自動小銃のようなものが見つかれば、あるいはシブヤでテロを起こすつもりだったのかもしれない、と予測はつく。

しかしそのテロにしてもだ。規模がわからない。

兄ちゃんひとりで自爆テロ的に何かと戦おうとしたのか。

それとも、周りに仲間がいたのか。





あるいは持ち物が特になかったとしたら彼は善人だと決めていいだろうか。





彼は誰と一緒に歩いていた? どこへ向かって歩いていた? どこで誰と合流し、その先何をしようとしていただろうか?

そういったことは、何一つわからない。

解像度をいくらあげても、見えてこない真実というものがある。





局所をサンプリングして、そこだけ超拡大する手段だけでは、真実とやらは見えてこない。いや、見えているのは確かに一面の真実なのだけれど、ほんとうに街にとって、日本にとって、世の中にとって、何か重要なことが起こっていなかっただろうかと考えるとき、つまりは物事の優先順位を考えた時に、どこかを拡大して得られる真実が「欲しい真実じゃない」ということがある。
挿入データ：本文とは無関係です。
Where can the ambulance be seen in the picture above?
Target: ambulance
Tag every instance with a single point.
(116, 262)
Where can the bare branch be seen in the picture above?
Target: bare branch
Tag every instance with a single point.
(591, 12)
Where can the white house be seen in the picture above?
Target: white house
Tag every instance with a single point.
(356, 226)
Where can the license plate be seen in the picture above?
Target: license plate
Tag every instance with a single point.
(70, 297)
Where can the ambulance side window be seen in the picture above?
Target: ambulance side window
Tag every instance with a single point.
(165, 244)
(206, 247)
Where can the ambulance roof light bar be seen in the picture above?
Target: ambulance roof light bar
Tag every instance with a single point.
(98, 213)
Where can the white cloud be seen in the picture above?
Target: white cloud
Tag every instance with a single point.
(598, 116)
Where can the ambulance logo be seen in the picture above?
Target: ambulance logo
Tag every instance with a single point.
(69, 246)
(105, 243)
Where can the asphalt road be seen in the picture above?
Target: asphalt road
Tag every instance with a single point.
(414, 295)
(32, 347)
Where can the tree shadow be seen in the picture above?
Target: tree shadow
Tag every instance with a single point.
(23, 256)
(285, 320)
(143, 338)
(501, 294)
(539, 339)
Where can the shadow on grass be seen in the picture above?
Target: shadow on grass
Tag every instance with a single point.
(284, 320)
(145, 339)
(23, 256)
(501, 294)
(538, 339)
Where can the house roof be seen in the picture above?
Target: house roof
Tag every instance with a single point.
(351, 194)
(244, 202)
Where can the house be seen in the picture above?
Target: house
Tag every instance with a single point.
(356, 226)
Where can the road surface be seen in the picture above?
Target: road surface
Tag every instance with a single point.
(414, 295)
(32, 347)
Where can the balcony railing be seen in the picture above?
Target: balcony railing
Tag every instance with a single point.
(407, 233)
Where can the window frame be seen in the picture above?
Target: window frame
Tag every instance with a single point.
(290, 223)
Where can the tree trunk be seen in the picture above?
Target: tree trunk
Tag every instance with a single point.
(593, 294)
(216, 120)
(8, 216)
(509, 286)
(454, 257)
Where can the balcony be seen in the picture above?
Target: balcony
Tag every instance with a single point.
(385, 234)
病(やまい)の理(ことわり)を突き詰めるためには、だから、複数の手段が必要となる。

拡大する手段。

俯瞰する手段。

統計をもちいて、全体の傾向を、天気予報のように予測していく頭脳。

何が起こったら次は何が起こるはずだ、と、筋道をつないでいく、思考。

これらが一体となって、真実とやらが見えてくる。正しい医学というのが見えてくる……。





正しいというのは罪な言葉だ。正しさを追い求めれば求めるほど、わかりづらくなる。だれか、敏腕大河ドラマプロデューサーみたいな人が、人体という複雑系を記述してくれないだろうか。

そうすれば、わかりづらい群像劇の、登場人物ひとりに過剰に着目することなく、全体の流れをおもしろおかしく知ることができるかもしれないではないか……。





正しい科学の知識を語るには、物語を伝える語り部のような力が必要なのではないか?